Specifically, we are experts in the capacities of the microfluidic technology technology in the following topics: (1) Bottom-up assembly of bio-inspired synthetic cells (Figure 1) and (2) Mimicry of the cellular environment for personalized cell therapies (figure 2).


Skin tissue models:

Worldwide, there is a consensus in the need to reduce and replace animal models. Therefore, tissue engineered in-vitro human 3-D models that can recapitulate healthy and disease native tissue are in high demand.
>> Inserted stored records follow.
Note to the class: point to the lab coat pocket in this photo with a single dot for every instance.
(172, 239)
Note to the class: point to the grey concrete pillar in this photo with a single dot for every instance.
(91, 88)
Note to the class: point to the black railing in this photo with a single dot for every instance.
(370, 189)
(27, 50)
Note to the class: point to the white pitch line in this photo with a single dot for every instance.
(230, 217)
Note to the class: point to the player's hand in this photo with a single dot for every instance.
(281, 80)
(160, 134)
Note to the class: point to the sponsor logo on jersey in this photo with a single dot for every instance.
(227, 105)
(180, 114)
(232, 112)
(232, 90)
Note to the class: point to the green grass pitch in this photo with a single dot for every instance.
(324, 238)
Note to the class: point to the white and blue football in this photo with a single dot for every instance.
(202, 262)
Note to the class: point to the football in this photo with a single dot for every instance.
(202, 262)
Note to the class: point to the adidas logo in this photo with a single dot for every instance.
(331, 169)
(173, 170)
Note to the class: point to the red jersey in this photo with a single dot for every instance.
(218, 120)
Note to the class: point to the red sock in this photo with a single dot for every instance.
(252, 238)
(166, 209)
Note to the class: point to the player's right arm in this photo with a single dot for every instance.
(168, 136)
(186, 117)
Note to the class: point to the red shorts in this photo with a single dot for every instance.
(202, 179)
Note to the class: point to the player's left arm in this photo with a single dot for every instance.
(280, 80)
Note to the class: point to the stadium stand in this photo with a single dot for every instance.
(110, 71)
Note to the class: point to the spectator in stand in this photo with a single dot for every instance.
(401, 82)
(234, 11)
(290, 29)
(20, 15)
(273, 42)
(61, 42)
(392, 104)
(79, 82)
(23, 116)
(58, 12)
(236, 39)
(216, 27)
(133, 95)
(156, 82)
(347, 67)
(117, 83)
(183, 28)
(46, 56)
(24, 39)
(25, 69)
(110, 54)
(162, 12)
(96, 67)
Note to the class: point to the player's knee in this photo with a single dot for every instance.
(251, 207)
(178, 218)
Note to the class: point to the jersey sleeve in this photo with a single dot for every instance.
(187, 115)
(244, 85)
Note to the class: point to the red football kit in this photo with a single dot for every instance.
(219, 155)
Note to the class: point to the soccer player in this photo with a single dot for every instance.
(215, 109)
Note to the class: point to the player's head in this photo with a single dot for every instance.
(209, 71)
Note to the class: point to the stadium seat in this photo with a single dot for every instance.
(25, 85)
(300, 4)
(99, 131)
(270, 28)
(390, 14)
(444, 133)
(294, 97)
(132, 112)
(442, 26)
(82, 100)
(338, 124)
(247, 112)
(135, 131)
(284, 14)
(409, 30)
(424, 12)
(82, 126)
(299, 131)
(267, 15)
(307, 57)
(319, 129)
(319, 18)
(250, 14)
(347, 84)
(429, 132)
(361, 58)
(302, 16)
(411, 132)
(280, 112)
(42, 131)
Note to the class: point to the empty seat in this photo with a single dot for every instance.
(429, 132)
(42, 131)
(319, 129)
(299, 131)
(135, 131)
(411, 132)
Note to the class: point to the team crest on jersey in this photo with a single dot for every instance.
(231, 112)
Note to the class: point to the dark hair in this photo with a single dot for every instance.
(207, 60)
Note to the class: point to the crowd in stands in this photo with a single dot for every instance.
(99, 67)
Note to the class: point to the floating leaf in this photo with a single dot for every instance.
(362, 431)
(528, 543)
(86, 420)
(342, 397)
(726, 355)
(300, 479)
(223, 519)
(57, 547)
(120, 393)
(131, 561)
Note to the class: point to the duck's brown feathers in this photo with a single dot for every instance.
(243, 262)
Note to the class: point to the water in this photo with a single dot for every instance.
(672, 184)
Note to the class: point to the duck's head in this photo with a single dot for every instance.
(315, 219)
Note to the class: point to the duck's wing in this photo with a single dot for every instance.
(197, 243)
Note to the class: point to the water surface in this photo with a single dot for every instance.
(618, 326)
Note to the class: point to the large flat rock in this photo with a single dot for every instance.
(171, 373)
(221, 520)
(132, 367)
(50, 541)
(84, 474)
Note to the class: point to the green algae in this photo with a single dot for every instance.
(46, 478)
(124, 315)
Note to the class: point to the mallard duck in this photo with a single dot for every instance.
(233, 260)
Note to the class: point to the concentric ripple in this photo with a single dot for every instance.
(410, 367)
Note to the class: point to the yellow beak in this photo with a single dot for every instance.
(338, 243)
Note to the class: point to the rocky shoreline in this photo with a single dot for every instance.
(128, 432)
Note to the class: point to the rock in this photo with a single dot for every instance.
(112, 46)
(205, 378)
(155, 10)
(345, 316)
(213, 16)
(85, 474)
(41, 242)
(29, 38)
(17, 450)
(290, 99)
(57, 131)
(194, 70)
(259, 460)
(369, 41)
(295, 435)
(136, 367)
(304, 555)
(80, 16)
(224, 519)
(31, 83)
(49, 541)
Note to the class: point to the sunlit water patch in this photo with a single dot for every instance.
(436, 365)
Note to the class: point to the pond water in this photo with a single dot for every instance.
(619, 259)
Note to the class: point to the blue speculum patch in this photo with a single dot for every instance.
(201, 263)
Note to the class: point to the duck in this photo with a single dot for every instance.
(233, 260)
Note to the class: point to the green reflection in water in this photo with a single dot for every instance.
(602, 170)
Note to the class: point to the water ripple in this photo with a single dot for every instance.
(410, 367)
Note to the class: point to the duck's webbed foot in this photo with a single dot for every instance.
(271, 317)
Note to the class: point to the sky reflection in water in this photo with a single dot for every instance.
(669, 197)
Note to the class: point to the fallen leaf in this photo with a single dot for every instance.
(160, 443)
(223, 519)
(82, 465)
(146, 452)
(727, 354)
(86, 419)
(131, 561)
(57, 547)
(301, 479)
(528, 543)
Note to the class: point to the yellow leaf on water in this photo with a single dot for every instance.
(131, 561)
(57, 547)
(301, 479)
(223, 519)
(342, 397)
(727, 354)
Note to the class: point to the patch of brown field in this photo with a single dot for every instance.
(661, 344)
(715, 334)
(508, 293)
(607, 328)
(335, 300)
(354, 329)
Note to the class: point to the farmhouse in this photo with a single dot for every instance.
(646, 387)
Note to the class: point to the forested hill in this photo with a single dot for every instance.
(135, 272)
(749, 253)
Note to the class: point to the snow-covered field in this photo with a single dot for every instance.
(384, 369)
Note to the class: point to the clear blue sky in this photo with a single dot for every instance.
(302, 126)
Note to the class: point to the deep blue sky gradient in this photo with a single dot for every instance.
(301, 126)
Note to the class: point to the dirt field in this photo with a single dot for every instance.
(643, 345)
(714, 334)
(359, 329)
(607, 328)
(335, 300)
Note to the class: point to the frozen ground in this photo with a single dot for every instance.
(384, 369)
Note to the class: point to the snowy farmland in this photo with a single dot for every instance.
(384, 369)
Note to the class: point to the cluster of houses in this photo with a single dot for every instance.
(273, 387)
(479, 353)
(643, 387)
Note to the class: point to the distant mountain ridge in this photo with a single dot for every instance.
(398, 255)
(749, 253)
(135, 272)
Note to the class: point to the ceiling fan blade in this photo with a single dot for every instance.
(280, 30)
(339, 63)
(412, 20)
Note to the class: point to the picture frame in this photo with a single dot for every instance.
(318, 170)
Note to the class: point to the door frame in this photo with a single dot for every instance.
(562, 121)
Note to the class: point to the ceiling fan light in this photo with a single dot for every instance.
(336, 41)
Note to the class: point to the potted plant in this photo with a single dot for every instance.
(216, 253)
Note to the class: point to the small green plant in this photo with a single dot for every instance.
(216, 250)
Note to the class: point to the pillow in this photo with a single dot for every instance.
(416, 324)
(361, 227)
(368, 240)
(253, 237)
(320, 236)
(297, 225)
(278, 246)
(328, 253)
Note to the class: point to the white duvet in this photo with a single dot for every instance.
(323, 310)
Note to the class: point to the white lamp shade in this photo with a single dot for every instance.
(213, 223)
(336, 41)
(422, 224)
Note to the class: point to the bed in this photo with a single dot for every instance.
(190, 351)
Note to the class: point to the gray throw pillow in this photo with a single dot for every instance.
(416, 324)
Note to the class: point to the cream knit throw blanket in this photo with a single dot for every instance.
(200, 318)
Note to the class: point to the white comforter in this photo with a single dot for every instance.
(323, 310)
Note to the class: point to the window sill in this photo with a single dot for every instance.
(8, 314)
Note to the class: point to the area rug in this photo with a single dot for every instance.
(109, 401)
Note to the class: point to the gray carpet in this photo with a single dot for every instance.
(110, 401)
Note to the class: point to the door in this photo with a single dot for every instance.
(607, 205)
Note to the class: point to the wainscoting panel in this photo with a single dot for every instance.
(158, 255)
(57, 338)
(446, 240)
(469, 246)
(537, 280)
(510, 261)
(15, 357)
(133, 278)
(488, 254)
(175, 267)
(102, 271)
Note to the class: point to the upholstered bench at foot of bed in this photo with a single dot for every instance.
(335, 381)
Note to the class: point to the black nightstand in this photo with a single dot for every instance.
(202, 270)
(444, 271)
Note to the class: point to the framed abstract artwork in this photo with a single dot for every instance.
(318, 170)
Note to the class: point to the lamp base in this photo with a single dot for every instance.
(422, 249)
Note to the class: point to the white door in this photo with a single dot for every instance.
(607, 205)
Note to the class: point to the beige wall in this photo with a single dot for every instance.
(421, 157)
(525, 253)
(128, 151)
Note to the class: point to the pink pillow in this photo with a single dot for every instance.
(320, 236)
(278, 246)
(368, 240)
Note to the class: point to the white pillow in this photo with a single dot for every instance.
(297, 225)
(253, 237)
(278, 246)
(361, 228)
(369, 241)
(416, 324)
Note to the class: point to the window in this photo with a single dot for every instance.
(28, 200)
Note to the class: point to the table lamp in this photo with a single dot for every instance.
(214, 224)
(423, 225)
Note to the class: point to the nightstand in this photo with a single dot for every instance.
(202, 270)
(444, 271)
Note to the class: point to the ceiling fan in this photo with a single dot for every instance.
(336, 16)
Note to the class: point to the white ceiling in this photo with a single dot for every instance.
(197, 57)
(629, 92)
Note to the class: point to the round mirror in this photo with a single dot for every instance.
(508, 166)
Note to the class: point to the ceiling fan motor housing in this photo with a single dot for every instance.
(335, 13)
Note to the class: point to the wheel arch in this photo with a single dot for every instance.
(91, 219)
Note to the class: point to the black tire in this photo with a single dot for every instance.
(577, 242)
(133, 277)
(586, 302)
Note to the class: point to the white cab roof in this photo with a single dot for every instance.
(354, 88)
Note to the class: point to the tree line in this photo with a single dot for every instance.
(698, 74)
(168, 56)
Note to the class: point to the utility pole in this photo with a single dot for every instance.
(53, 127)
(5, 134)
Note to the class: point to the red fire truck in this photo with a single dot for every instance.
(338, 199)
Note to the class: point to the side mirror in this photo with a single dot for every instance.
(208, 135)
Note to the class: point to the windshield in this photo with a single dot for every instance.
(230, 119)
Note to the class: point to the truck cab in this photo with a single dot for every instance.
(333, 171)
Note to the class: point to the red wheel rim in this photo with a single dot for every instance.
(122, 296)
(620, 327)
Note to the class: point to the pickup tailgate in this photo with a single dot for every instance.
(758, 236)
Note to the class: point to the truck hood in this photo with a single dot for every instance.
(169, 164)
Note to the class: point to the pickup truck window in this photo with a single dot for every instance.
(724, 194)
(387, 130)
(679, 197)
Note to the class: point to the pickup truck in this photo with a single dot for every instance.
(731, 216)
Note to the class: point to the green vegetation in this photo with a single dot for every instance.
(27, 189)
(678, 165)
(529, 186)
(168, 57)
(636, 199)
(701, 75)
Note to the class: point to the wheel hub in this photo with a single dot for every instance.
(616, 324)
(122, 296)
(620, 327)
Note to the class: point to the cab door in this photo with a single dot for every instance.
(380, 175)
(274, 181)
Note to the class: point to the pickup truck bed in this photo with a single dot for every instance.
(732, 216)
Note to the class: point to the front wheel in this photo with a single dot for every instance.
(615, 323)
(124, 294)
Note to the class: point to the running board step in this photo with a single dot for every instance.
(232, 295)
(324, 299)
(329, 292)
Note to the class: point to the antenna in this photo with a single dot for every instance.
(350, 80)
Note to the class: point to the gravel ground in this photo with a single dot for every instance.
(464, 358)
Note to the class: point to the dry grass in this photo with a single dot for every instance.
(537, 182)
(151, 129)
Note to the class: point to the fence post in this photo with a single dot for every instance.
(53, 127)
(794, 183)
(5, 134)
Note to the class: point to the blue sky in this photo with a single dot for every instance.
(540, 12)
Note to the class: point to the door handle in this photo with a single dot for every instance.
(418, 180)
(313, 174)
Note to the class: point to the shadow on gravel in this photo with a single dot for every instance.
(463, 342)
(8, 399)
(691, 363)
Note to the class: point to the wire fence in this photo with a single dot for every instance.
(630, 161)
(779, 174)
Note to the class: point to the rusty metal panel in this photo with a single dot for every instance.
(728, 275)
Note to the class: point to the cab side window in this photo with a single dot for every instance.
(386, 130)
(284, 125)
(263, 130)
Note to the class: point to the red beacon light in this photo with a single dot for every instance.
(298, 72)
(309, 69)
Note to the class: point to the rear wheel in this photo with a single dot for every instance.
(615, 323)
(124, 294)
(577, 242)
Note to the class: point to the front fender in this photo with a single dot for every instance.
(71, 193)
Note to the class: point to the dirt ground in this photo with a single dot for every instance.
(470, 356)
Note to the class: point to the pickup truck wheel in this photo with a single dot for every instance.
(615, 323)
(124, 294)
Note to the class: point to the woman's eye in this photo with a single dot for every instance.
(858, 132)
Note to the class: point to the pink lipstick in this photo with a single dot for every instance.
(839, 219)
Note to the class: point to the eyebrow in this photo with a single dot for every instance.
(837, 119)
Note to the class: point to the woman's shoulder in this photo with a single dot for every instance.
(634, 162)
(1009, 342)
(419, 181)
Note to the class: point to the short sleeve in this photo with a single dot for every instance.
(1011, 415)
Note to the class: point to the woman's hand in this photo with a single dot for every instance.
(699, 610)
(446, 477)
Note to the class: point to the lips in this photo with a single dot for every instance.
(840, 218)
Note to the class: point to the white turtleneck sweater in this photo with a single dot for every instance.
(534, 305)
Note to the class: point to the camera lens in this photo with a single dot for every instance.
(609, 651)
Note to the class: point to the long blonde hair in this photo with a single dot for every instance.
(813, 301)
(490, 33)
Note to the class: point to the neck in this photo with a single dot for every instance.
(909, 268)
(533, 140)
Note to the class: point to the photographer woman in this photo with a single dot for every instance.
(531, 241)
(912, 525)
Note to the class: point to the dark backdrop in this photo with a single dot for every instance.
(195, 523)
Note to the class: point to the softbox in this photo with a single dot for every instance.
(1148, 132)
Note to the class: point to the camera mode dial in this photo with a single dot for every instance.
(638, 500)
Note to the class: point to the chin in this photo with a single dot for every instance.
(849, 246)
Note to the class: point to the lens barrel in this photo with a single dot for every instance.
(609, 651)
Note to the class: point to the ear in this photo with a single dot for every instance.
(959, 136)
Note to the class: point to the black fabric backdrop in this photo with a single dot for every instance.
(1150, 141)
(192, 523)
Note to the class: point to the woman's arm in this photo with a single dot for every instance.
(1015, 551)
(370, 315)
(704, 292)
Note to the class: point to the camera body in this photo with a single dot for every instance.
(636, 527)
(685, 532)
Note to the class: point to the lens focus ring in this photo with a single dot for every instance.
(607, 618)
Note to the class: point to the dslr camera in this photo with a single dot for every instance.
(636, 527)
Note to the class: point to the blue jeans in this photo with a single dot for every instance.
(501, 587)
Skin is the largest organ of the human body and the primary barrier against the external environment, protecting the internal organs from chemicals, radiation, and pathogens. There are several incurable skin diseases that manifests from environmental and genetic factors. The Biomaterials facility provides expertise in fabrication of scaffold-free skin models and mimicry of several skin ailments ranging from atopic dermatitis, psoriasis and skin wounds. Scaffold-free models are prepared by single cell extracellular matrix (ECM) coating and accumulation technique where human dermal fibroblasts are coated layer-by-layer with ECM moieties and assembled. The assembled cells rapidly form thick underlying dermal compartment. Human epidermal Keratinocytes are then added and the models are cultured in air-liquid interface, thereby mimicking the human skin architecture (Figure 3A). Such scaffold-free skin models can be cultured for long-term with minimal constriction and degradation, which allows testing of novel drugs for longer period of time. Furthermore, the bottom-up approach allows inclusion of other important cell types that reside in native skin. The facility has an expertise to include vascular and immune cells within the skin models (Figure 3B). The fabricated immno-competent and vascularized human skin models can be utilized to mimic several inflammatory skin diseases and as a reliable testing platform for clinically-relevant therapies.